More Type Checking

Assignment

Review: what are \(\vdash\), \(O\), and \(\leq\)?

\[ \frac{ \begin{array}{l} O(id) = T_0\\ O \vdash e_1 : T_1\\ T_1 \leq T_0 \end{array}} {O \vdash id \; \texttt{<-} \; e_1 : T_1}\text{[Assign]} \]

Initialized Attributes

Let \(O_c(x) = T\) for all attributes \(x : T\) in class \(C\)
- \(O_c\) represents the class-wide scope
Attribute initialization is similar to let, except for the scope of names

\[ \frac{ \begin{array}{l} O_c(id) = T_0\\ O_c \vdash e_1 : T_1\\ T_1 \leq T_0 \end{array}} {O_c \vdash id \; \texttt{<-} \; e_1 : T_1}\text{[Attr-Init]} \]

Method Dispatch

There is a problem with type checking method calls:

\[ \frac{ \begin{array}{l} O \vdash e_0 : T_0\\ O \vdash e_1 : T_1\\ ...\\ O \vdash e_n : T_n\\ \end{array}} {O \vdash e_0.f(e_1, \ldots, e_n) : \; ?}\text{[Dispatch]} \]
We need information about the formal parameters and return type of \(f\)

Notes on Dispatch

In Cool, method and object identifiers live in different name spaces
- A method foo and an object foo can coexist in the same scope
In the type rules, this is reflected by a separate mapping \(M\) for method signatures:

\[M(C, f) = (T_1, \ldots, T_n, T_{ret})\]
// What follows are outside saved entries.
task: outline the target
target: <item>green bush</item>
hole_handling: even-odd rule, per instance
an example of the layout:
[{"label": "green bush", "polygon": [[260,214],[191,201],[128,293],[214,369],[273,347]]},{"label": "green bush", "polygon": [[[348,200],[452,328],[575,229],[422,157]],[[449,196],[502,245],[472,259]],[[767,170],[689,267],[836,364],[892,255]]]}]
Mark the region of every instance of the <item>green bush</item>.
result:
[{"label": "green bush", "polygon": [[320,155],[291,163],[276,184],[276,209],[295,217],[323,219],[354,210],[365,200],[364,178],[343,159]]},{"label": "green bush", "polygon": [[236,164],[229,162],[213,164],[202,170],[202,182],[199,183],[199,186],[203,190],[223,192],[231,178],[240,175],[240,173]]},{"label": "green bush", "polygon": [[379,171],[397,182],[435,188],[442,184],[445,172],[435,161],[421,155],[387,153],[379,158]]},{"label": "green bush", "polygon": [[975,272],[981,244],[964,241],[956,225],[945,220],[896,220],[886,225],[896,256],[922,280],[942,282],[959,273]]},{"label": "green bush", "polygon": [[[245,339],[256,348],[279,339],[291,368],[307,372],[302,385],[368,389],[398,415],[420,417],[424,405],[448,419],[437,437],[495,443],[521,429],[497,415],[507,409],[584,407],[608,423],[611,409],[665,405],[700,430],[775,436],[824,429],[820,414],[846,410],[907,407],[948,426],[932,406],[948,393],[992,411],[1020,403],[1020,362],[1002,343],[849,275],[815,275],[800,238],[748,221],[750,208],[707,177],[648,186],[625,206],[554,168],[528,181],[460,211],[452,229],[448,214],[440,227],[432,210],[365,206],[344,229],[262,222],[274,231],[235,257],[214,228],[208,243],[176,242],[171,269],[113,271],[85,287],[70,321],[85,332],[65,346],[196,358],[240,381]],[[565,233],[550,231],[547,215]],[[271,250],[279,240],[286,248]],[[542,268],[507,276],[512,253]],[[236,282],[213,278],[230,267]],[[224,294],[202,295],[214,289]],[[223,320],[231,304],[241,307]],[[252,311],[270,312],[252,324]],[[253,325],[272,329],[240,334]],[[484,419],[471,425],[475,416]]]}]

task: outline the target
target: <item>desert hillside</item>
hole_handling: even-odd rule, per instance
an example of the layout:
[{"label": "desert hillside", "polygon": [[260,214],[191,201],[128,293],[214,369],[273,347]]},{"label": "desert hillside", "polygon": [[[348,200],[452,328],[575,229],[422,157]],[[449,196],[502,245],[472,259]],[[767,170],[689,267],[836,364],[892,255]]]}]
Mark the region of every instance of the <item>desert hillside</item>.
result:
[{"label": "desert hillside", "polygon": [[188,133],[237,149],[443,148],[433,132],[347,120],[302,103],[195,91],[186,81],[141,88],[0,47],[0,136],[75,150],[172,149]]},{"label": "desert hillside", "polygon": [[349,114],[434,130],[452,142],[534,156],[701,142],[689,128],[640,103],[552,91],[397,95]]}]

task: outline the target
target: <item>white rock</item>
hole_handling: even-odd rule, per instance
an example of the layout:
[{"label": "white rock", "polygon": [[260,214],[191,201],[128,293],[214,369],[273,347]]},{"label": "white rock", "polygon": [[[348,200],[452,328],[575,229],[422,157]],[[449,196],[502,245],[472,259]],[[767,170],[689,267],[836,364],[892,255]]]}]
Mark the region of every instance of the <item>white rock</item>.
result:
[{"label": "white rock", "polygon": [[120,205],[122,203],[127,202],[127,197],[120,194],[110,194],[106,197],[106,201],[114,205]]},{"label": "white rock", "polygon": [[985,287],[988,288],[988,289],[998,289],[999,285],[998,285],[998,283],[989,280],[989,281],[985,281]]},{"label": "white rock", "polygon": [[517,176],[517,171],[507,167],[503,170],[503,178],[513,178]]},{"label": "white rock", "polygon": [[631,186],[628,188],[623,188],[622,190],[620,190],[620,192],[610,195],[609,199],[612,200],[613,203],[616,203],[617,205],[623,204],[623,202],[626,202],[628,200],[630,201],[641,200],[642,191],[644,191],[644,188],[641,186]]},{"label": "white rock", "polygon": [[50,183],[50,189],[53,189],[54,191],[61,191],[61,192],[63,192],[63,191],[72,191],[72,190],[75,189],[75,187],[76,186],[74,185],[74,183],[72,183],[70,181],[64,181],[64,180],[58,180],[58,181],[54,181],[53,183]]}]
which means in class \(C\) there is a method \(f\) where

\[f(x_1 : T_1, \ldots, x_n : T_n) : T_{ret}\]

An Extended Typing Judgment

Now we have two environments: \(O\) and \(M\)
The form of the typing judgment is

\[O, M \vdash e : T\]

which can be read as: “with the assumption that the object identifiers have types as given by \(O\) and the method identifiers have signatures as given by \(M\), the expression \(e\) has type \(T\)”

The Method Environment

The method enviroment must be added to all rules
In most cases, \(M\) is passed down but not actually used
Only the dispatch rule uses \(M\)

The Dispatch Rule Revisited

Steps: check reciever object, check actual arguments, then look up the formal argument types \(T_i'\)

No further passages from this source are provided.